Pressemitteilung Düsseldorf den 21.05.2015 Verlagsgruppe Handelsblatt

AGOF: WirtschaftsWoche Online erzielt neues Allzeithoch

Die Onlineportale von Handelsblatt und WirtschaftsWoche befinden sich weiter auf der Erfolgspur und erreichen laut den aktuellen Ergebnissen der Arbeitsgemeinschaft Online Forschung (AGOF, 2015-03) zusammen brutto mehr als 5,1 Millionen wirtschaftsinteressierte Leserinnen und Leser in Deutschland.

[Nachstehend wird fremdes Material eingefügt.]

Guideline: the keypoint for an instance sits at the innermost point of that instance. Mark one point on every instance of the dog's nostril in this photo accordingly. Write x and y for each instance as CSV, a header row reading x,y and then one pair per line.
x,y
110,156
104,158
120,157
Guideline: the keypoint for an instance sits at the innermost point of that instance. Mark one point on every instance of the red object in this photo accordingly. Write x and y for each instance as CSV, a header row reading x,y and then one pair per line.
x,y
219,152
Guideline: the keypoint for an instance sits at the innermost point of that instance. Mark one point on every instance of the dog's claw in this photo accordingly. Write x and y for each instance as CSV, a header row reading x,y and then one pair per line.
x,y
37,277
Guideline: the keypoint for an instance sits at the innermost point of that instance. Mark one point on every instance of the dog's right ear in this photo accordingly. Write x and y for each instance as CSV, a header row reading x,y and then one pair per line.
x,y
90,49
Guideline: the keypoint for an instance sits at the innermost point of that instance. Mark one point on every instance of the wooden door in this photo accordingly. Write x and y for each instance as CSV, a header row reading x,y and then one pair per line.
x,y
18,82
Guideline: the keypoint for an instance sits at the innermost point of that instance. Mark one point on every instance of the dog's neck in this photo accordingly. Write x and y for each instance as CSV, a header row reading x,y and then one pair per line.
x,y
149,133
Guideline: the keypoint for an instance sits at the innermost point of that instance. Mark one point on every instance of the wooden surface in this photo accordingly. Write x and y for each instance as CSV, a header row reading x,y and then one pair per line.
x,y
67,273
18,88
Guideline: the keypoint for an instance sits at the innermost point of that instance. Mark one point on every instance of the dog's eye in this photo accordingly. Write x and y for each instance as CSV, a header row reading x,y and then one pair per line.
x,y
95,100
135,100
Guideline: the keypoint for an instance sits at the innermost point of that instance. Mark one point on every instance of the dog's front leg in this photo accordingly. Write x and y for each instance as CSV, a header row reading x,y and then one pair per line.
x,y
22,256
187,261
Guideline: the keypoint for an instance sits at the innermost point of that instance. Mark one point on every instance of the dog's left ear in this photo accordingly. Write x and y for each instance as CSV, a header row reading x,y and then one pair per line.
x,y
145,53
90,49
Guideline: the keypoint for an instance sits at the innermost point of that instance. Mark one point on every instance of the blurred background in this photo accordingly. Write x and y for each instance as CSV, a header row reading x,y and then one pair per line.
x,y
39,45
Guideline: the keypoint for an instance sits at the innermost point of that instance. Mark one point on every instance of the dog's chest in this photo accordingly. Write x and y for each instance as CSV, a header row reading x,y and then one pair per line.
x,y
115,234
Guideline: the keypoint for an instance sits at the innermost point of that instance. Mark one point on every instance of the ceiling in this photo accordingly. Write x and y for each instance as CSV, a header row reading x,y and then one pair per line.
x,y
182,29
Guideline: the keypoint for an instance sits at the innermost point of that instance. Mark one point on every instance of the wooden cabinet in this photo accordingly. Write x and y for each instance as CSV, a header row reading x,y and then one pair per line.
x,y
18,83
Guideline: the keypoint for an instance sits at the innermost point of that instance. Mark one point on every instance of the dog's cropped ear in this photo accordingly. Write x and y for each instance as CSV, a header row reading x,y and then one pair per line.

Besonderen Grund zur Freude bietet dabei die anhaltend positive Entwicklung von  WirtschaftsWoche Online: Der Onlineauftritt des Wirtschaftsmagazins hat mit mehr als 2,05 Millionen Unique Usern im März einen neuen Leserrekord aufgestellt und gegenüber dem Vormonat 414.000 Unique User hinzugewonnen. Das entspricht einer Steigerung von 25 Prozent. Im Vergleich zum Vorjahr konnte sogar ein Zuwachs von 830.000 Leserinnen und Lesern (plus 68 Prozent) erzielt werden.

„Wir setzen auf hintergründige und nutzwertige Wirtschaftsberichterstattung und verzichten bewusst auf das reine Versenden schneller Nachrichten. Das wissen immer mehr Menschen im Einheitsbrei der Internetnachrichten zu schätzen“, sagt Silke Fredrich, stellvertretende Chefredakteurin von WirtschaftsWoche Online. Rasant entwickelt sich auch die Zahl der mobilen Nutzer. „Deshalb werden wir in den kommenden Monaten unsere Angebote für das Handy weiter verbessern und erweitern“, so Fredrich.

Auch Handelsblatt Online hat mit 3,07 Millionen Unique Usern im März ein hervorragendes Ergebnis erzielt und konnte gegenüber dem Vormonat 239.000 neue Leser (plus 8,5 Prozent) hinzugewinnen. Gegenüber dem Vorjahr verzeichnet Handelsblatt Online einen Zuwachs von 160.000 Unique Usern (plus 5,5 Prozent).

„Die positiven Zahlen belegen einmal mehr, dass die User unsere Investitionen in Design Technik und eine verbesserte Leserführung zu schätzen wissen und wir mit unserer Paid-Content-Strategie auf dem richtigen Weg sind. Immer mehr Leser sind bereit für journalistische Inhalte Geld zu bezahlen, wenn diese sich von dem allgemeinen Nachrichtenstrom abheben, Zusatzinformationen bieten und das aktuelle Geschehen ergänzen, vertiefen und einordnen“, sagt Oliver Stock, stellvertretender Chefredakteur des Handelsblatts.